I would still argue to keep state on the Ansible controller, it needs/has this anyway and then this could also be used to rotate host keys, see UpdateHostKeys above. Your approche would require to run against all host at once. I rarely if ever do this.

[drybjed]

I suspect that we are now talking about slightly different things:

• I think that you are talking about adding SSH fingerprints of hosts from a list, that could be either hosts in the DebOps cluster or external host not managed by your DebOps installation;

• I'm thinking about maintaining SSH host fingerprints specifically of the hosts in the current DebOps cluster, so that any ssh connections between cluster hosts can work automatically, without the need to accept the host fingerprint in a separate step for a given UNIX user account;

In any case, even if you keep the list of SSH fingerprints in a file on Ansible Controller, you still need to connect to all cluster hosts at least once to update it. And if you need to refresh the list because one of the cluster nodes changed, you still need to connect to all of them to keep the list consistent. Therefore doing it via lineinfile instead of a single template drops the need for a stateful file on Ansible Controller. Perhaps this could even be done as a completely separate role, say debops.ssh_known_hosts, so that it's "cheap" to run it via cron against all DebOps hosts.

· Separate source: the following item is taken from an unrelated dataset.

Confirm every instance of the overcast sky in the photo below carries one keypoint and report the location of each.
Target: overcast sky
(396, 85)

I'm suddenly reminded about keeping the SSH host fingerprints in DNS which would alleviate the above need to keep the ssh_known_hosts file updated, similarly how the introduction of the DNS system made the hosts.txt file obsolete... But that requires DNSSEC to make any sort of sense, so it's a long way away for now.

[ypid]

All right, simplicity probably speaks for your solution, feel free to give it a try. I agree that a separate role would be good, debops.ssh_known_hosts sounds good.

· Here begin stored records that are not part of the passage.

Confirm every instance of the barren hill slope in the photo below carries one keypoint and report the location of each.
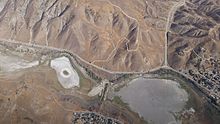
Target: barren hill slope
(119, 35)
(194, 36)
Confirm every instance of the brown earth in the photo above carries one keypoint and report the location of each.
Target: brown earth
(194, 36)
(119, 35)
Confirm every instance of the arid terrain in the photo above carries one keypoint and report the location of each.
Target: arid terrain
(119, 35)
(73, 61)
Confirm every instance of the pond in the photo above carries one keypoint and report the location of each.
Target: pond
(155, 99)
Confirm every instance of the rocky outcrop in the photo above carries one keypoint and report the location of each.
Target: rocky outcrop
(119, 35)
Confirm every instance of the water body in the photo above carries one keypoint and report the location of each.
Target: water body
(155, 99)
(67, 75)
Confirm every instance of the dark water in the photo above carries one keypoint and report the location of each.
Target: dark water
(155, 99)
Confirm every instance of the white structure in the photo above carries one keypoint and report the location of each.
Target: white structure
(67, 76)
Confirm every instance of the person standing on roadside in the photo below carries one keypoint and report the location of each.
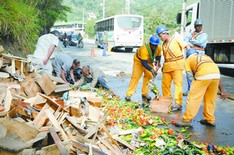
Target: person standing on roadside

I think that you are talking about adding SSH fingerprints of hosts from a list, that could be either hosts in the DebOps cluster or external host not managed by your DebOps installation;

Not directly. I had the ideal of a unified approach which:

1. Distributes host keys to all nodes without the need to run against all your nodes at once. Consider you are deploying a new host. I don’t run ansible-playbook against all of the others hosts just to sync host keys for this one host.
2. Handles host keys rotations for the Ansible controller.
3. Supports the distribution of host keys of others hosts not managed by DebOps to DebOps managed nodes.

The idea is that you have your known hosts file on the Ansible controller anyway and it could be reused for this.